Fentanyl Detection with Thermal Desorption PTR-MS
Low-vapor-pressure street drugs are commonly analyzed by thermal desorption of a swabbed sample into a detector. In the first experiment, an aqueous solution was injected onto the glass surface of a thermal desorption oven, delivering 10 ng of fentanyl to a Vocus 2R PTR-TOF. PTR ionization of the fentanyl molecule in the Vocus reaction cell produced protonated ions with limited fragmentation.
As depicted in Figure 1, the composition of the main mass spectral peak was determined by a molecular formula search based on the observed exact mass of the peak. The experimentally determined exact mass is within 2.8 ppm of the mass of protonated fentanyl, C22H28N2O·H+. This identification was evaluated by comparison of the measured isotopic pattern to the theoretical distribution (lower panel), and the agreement of the two supported the molecular fentanyl assignment

Collision Induced Dissociation of Fentanyl
The identification was further evaluated by structural analysis based on controlled collision induced dissociation (CID) in the ion lenses immediately after the Vocus reaction cell (CID, Figure 2). With this procedure it was possible to intentionally induce the formation of fragment ions, which are structurally unique to fentanyl. During analysis, conditions were scanned from the standard Vocus settings, where only protonated fentanyl was observed, to higher collisional energies, which produced fragment ions detected at 105.070 Th (C8H9+) and at 188.144 Th (C13H18N+), corresponding to known fentanyl fragments from MS/MS databases.

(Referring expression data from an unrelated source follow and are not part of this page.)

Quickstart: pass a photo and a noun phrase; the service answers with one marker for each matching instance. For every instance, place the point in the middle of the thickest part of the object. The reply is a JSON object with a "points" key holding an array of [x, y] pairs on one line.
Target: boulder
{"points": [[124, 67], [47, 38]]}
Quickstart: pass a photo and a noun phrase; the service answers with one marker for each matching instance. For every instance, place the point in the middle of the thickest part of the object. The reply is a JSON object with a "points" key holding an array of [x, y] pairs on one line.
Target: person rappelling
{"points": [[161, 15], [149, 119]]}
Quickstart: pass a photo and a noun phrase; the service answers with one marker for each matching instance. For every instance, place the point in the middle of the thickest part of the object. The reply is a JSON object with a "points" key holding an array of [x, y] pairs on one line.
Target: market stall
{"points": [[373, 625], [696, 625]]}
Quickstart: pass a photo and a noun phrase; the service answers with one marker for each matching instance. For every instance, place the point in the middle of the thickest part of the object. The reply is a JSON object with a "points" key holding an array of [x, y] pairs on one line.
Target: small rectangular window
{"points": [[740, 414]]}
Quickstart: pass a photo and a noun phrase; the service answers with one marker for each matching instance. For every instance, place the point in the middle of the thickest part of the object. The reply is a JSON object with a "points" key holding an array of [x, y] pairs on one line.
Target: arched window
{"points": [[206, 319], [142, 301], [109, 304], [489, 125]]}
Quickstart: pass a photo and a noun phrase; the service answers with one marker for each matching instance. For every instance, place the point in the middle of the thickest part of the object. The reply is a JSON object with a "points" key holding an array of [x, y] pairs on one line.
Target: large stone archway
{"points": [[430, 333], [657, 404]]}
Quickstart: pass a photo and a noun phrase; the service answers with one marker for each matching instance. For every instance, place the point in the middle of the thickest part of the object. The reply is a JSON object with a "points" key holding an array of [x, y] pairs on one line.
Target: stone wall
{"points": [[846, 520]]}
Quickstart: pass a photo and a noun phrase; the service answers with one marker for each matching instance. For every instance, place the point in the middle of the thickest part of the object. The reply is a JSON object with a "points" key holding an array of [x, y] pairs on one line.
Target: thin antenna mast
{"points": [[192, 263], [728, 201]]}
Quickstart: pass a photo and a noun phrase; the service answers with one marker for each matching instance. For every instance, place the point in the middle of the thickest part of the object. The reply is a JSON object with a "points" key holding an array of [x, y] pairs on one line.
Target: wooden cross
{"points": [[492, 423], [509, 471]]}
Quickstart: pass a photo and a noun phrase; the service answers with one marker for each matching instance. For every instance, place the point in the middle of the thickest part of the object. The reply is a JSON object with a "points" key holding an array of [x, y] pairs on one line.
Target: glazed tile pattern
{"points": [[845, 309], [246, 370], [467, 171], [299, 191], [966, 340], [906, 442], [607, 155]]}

Analyzing a Swab Containing Fentanyl
These results demonstrate the confident detection of fentanyl deposition on the clean glass surface of the thermal desorption oven, but the real world is more challenging, requiring detection of traces of fentanyl in complex mixtures. To simulate a complicated real-world sample, 10 ng of fentanyl were deposited on uncleaned filter paper. The sample was then placed on the thermal desorption oven for online detection with the Vocus 2R PTR-TOF. Figure 3 shows an example spectrum. The high mass resolving power of the Vocus 2R (M/ΔM = 15000) enables separation of fentanyl ion peaks from interferences that are present near both the parent and first order isotope ion peaks. Without such separation power, the presence of interfering ions would hinder or prevent fentanyl identification and quantification. Single digit nanogram detection limits were achieved under clean desorption conditions. Faster desorption rates for example from a swab desorber would result in even lower detection limits.

Fentanyl Detection Conclusion
The combination of the Vocus 2R PTR-TOF and a thermal desorption system allows real-time fentanyl detection, identification, and quantification from a swab without any sample preparation or pre-concentration step. Exact mass analysis is validated by isotopic pattern matching and structural analysis by CID. The high mass resolving power of the Vocus 2R is critical to separate the fentanyl peaks from background interferences.